Thursday, August 24, 2006

Most annoying Mac error ever

Yeah, Macs can be very, very annoying, sometimes. Especially when the annoying thing is a bug in Apple's own Safari web browser. Even worse, when this bug occurs, the resulting error dialog is inaccurate, blames the user for the error, and is about as non-helpful as an error dialog could be. It is, to summarize, about as un-Mac-like as it could be.

This error is the result of a real situation that any web surfer runs into on ocassion: sometimes a server is just plain busy, and rather the rejecting the connection entirely, it sends partial data and then gives up. When this happens, you can usually just hit "reload" and the page will then load just fine.

Anyway, here's the offending error:



Let's pick this horrid error message apart, a line at a time.

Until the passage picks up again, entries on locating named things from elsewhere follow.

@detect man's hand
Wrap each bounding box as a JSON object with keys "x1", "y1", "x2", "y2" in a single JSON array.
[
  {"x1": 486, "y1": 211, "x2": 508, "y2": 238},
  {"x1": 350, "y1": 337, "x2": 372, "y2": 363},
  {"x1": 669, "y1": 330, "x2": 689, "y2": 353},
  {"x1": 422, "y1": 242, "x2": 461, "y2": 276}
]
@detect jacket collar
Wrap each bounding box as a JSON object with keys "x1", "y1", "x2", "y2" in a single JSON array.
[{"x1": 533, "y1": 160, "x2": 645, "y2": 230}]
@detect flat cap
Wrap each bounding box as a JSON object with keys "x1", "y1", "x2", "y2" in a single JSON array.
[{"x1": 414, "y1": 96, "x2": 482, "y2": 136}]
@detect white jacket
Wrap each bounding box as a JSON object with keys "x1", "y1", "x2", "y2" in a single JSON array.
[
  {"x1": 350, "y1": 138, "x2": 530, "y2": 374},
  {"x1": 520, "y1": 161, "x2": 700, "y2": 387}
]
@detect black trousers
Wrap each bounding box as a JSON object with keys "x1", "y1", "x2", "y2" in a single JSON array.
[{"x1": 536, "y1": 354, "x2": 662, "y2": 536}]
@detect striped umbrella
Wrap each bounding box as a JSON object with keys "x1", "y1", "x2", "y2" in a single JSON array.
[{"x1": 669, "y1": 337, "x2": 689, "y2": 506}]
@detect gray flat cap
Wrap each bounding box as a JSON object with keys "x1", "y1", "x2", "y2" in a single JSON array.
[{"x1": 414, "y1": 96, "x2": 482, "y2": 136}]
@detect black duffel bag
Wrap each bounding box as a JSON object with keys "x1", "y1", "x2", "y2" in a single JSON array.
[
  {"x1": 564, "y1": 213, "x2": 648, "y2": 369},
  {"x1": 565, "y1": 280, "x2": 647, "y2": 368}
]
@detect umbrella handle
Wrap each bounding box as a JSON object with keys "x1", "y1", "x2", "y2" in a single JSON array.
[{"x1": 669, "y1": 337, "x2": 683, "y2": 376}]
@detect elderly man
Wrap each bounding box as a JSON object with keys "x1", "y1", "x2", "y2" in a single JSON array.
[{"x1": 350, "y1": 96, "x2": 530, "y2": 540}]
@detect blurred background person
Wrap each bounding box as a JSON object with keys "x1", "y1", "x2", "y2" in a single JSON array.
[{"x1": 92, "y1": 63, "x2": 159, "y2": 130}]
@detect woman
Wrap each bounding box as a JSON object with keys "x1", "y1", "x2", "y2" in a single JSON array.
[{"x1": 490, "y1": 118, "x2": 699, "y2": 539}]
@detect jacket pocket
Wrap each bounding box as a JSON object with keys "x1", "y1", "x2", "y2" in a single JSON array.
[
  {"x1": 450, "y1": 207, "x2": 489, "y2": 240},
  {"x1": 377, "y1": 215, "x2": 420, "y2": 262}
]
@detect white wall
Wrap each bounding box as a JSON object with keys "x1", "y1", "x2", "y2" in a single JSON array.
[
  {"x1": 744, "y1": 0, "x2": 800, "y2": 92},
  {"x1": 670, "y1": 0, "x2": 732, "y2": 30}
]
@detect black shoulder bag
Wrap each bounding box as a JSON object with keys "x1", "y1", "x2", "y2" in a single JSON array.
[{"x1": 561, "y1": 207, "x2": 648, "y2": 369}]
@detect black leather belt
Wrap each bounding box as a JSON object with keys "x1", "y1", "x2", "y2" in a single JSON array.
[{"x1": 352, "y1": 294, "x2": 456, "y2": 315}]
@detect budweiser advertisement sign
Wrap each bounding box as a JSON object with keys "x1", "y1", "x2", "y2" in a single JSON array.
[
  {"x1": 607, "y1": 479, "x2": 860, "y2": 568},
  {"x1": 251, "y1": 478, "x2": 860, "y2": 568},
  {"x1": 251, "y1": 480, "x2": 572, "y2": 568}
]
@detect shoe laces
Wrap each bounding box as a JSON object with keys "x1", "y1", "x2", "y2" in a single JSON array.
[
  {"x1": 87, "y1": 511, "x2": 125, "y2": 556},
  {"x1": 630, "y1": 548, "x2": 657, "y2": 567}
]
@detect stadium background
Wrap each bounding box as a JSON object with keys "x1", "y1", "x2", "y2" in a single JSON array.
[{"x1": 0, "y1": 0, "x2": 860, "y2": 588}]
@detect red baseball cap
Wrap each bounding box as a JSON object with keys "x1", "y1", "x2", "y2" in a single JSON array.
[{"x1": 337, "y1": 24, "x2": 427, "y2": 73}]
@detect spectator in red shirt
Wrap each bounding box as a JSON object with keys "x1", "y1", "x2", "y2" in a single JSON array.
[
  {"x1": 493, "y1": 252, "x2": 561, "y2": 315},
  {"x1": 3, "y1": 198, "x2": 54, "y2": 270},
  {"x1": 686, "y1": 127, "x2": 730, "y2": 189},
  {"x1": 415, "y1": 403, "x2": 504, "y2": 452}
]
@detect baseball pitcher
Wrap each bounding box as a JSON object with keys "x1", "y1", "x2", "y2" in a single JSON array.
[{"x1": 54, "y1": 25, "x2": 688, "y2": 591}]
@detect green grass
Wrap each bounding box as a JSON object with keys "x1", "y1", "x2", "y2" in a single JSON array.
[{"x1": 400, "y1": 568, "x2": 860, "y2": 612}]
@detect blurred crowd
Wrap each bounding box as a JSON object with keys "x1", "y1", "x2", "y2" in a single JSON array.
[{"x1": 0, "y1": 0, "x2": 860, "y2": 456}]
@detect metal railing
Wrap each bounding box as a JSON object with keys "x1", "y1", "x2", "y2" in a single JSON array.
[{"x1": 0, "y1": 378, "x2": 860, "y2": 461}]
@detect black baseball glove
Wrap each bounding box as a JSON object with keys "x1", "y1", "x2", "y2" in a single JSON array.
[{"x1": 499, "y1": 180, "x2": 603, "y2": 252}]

Safari can't open the page "http://support.apple.com/batteryprogram"

This is the most accurate part of the error message.

The error was: "lost network connection" (NSURLErrorDomain:-1005)

An overly technical explaination that is meaningless to the average user and doesn't really explain what happened. The error code only adds insult to injury.

Please choose Report Bug to Apple from the Safari menu

The user has just been told that an error occured. Rather then be given tips on solving the error or an explaination of what is going on, they are instructed to stop what they are doing and contact Apple to report the error. Very unfriendly, especailly given that this is not a bug in Safari, and reporting it to Apple is a waste of everyone's time.

Of course, Safari's inability to properly handle dropped HTTP server connections is indeed a bug. Maybe if everyone who saw this stupid error dialog reported it as such to Apple, they'd fix it, right? Or at least improve the error message...

"Note the error number and what you did before you saw this message."

"Well, I jacked the flux capicitor up to 48 gigawatts and set the phase dilation matrix to 110% of nominal."

Really, I clicked on a link on a web page. You know, like every user in the history of Safari who has stumbled across this dumb message.

I don't want to be accused of simply whining, so in that spirit, here are two ways Apple could handle this common and predictable situation (dropped HTTP connection).

The easy way

Just change the error message to actually be informative and useful:

Safari can't open the page http://support.apple.com/batteryprogram. This often happens when the web site you are trying to visit is very busy. Please click "Try again" to try to open the page again. If this problem still occurs you may wish to wait a few minutes and try the site later.

Follow by two buttons: "Try again" and "Back to previous page" (or something like that).

This error message clearly tells the user what happened in non techie detail, and gives two logical and helpful suggestions for what to do next.

The hard way

Considering that the usual reason for these errors is a busy or slow server on the other end, Apple should have Safari automatically retry the connection when this error is encountered, ideally without the user even seeing what is going on. They could provide a preference in Safari's advanced settings to control this behavior, giving the user the option to turn on or off "automatic busy site reconnection" (or whatever Apple calls it) and setting the maximum number of retries before giving up (I would set a hard maximum of 5 or 10, to avoid turning Safari into a DoS tool.)